Well, it's not that important -- I just noticed your location as I was typing my post. The main thing that matters on CBoard is whether you can ask good questions.

Originally Posted by dwks

However... this is valid C++ (not using any C++11) and compiles without warnings:

Code:

template <typename T> foowrapper<T> print(foo<T> const & objprint) {
    return (foowrapper<T>){objprint};  // note cast
}

That's a C99 compound literal, not valid C++. It won't compile on a compiler that doesn't support compound literals, like MSVC. It also won't compile on GCC if you compile with -std=c++03 -pedantic -Werror.
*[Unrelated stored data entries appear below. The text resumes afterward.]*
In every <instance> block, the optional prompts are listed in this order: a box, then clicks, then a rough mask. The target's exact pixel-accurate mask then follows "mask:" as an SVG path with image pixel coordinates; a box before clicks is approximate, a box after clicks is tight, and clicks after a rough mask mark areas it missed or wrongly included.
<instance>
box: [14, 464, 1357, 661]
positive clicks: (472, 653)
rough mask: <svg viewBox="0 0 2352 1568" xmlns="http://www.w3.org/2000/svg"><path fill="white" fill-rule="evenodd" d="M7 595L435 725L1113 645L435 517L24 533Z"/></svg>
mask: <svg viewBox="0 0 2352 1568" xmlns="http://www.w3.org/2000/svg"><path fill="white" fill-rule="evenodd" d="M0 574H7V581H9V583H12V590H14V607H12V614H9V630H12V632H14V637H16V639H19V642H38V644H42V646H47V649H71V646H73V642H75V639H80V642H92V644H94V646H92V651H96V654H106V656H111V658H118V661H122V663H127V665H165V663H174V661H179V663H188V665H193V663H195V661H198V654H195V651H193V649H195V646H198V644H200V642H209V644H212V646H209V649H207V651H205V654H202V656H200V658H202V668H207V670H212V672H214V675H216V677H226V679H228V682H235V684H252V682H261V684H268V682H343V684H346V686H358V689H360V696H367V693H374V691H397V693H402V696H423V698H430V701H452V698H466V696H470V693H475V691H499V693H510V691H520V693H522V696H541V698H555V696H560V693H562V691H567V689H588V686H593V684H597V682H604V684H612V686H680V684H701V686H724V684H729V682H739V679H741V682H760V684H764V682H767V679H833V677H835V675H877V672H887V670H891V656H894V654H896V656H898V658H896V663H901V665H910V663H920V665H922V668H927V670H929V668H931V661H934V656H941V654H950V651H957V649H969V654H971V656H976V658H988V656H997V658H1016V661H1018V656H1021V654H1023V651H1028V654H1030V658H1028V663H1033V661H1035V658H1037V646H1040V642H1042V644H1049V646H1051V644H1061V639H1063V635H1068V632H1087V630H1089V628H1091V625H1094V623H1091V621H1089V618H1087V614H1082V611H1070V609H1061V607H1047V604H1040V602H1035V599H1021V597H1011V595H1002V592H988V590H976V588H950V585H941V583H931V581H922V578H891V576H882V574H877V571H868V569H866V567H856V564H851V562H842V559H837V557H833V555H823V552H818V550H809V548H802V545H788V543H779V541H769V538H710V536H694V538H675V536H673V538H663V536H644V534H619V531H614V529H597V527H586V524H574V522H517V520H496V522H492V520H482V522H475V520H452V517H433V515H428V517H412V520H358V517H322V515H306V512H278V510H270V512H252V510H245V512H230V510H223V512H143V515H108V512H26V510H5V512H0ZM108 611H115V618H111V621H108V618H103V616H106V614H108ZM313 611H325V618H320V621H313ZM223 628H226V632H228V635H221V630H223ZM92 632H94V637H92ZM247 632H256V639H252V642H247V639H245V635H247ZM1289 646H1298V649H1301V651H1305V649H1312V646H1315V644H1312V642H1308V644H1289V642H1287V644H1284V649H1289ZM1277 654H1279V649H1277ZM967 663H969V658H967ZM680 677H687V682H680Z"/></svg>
Hmm, you're right. I'm sorry. I knew it was part of C99 and I thought they must have put it into C++ as well, but I didn't try -pedantic. (The warning actually shows up with just "g++ -pedantic templated.cpp".)

I guess using constructor-syntax is the way to go.

Code:

template <typename T> struct foowrapper {
    foowrapper(foo<T> foo) : objFoowrapper(foo) {}
    foo<T> const & objFoowrapper;
};
 
template <typename T> foowrapper<T> print(foo<T> const & objprint) {
    return foowrapper<T>(objprint);
}
// ...

Not a peep from "g++ -Wall -Wextra -ansi -pedantic templated-fixed.cpp -o templated" this time. Of course. It's just a normal templated class now.